Le Privé was a successful Korean club or "K-Club" in Los Angeles which was believed to be the largest Asian dance club in North America.

==Significance and Design==
The significance of this club had been reported in a variety of news media including LA Weekly, Asianweek, KoreAm Journal and the Seoul Times.

The club featured Gothic accents, gargoyles with lights piercing from their eyes, plush velvet couches, private karaoke rooms, a large dance floor that had an integrated floor illumination system, and marble trimmed bathrooms. The club was located on 721 S. Western Ave and opened in 2000, but closed in 2006. In 2007, it reopened under new ownership and a new name, Le Cercle.

A traditional bar set up where patrons would buy drinks at a localized station was not used. Instead, patrons were required to reserve a table/booth and order a bottle of liquor at a set price, which a waiter would bring to them along with a plate of fresh fruit. This was common practice at the venue, as well as other Korean-American clubs. A novel idea at the time, this practice made its way into the Hollywood clubs along with the Las Vegas night club scene.

==Booking==
"Booking", a unique Korean club practice in which waiters introduce club patrons to each other, was common at Le Privé.
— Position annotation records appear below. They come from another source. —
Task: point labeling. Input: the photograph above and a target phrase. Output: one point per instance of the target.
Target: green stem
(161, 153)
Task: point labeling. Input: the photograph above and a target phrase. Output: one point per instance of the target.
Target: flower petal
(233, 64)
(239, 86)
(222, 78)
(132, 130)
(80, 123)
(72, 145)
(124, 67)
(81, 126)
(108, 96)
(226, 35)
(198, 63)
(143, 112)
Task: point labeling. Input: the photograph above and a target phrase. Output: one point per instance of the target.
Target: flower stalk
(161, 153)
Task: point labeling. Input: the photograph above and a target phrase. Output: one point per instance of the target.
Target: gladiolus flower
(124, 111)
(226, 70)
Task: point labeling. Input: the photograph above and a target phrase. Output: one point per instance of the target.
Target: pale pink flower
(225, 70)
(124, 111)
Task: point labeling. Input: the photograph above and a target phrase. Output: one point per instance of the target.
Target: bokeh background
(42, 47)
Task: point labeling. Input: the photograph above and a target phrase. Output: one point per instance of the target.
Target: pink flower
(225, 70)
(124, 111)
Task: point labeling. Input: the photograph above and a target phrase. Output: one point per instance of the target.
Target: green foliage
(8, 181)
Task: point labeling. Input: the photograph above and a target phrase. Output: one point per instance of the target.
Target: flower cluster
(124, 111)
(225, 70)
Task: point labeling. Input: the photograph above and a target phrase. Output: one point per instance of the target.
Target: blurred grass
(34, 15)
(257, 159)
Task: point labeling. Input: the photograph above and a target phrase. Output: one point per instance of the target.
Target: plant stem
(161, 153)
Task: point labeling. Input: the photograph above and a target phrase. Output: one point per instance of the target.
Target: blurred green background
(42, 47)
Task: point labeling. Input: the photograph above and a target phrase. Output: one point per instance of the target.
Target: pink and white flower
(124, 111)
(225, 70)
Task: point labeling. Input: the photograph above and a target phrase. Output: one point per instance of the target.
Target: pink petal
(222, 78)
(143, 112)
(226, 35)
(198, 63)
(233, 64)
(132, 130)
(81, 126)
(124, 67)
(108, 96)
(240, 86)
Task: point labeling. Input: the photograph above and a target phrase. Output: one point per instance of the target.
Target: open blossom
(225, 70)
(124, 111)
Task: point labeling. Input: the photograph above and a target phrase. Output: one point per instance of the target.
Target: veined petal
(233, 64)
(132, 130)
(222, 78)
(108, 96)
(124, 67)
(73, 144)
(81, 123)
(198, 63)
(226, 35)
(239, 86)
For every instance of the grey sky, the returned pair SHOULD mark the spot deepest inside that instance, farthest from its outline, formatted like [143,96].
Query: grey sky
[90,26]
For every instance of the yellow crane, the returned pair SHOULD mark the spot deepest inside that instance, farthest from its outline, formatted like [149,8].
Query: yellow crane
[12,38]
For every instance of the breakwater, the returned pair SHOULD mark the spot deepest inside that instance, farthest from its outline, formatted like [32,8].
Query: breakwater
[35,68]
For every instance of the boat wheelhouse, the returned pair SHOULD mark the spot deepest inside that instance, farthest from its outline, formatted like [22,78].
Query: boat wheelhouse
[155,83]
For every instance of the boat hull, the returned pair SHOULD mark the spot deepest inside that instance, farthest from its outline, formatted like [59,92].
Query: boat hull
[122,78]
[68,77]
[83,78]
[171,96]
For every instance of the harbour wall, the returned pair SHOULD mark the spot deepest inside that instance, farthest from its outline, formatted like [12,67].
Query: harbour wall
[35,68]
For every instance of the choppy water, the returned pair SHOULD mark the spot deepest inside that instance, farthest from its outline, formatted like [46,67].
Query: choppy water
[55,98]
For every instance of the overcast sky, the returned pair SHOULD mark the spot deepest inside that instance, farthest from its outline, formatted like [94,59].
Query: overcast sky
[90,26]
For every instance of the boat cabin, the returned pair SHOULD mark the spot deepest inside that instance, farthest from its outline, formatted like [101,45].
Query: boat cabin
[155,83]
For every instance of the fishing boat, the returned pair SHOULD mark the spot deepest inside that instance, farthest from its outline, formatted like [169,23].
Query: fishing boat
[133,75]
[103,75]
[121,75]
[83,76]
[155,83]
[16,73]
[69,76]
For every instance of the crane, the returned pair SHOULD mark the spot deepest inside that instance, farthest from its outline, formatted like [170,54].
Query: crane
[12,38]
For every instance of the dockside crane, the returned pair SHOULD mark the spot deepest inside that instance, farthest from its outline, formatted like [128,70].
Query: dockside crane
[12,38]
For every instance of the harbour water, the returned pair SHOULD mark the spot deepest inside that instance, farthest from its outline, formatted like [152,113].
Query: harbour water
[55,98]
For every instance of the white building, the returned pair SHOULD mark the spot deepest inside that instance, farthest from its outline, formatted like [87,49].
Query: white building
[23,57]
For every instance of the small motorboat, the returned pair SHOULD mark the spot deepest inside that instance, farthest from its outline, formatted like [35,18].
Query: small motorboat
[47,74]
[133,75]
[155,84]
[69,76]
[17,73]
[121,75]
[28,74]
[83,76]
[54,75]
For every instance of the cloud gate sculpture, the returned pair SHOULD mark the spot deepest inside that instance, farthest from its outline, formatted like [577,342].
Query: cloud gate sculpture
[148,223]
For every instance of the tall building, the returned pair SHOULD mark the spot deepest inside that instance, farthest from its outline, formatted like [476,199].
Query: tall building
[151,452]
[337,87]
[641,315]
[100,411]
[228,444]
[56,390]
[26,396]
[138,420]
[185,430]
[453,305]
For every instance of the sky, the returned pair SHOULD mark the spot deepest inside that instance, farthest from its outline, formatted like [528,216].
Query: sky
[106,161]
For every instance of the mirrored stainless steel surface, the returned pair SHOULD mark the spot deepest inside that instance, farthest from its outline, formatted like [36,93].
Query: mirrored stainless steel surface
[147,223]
Booking involves waiters bringing women (sometimes forcibly) to a table to sit with men. Both parties are free to leave at any time, or depending on mutual interest, they can continue to sit together. This is one of the few instances in Korean culture where tipping is encouraged, as waiters usually perform to a higher standard depending on gratuity. The system was based on quid pro quo, whereas females were offered drinks in return for their time chatting at the male tables. On rare occasions, roles were reversed where males would be brought to all female tables by the waiters.

==Clientele==
Approximately 65% of the patrons were Koreans (Korean Americans and immigrants), 20% Chinese (Chinese Americans and immigrants), 5% other Asians, 10% non Asians. The club hosts an average age range from 21 to 30.

Jennifer Lopez, DMX, Sugar Ray and Gerald Levert have filmed music videos at Le Privé.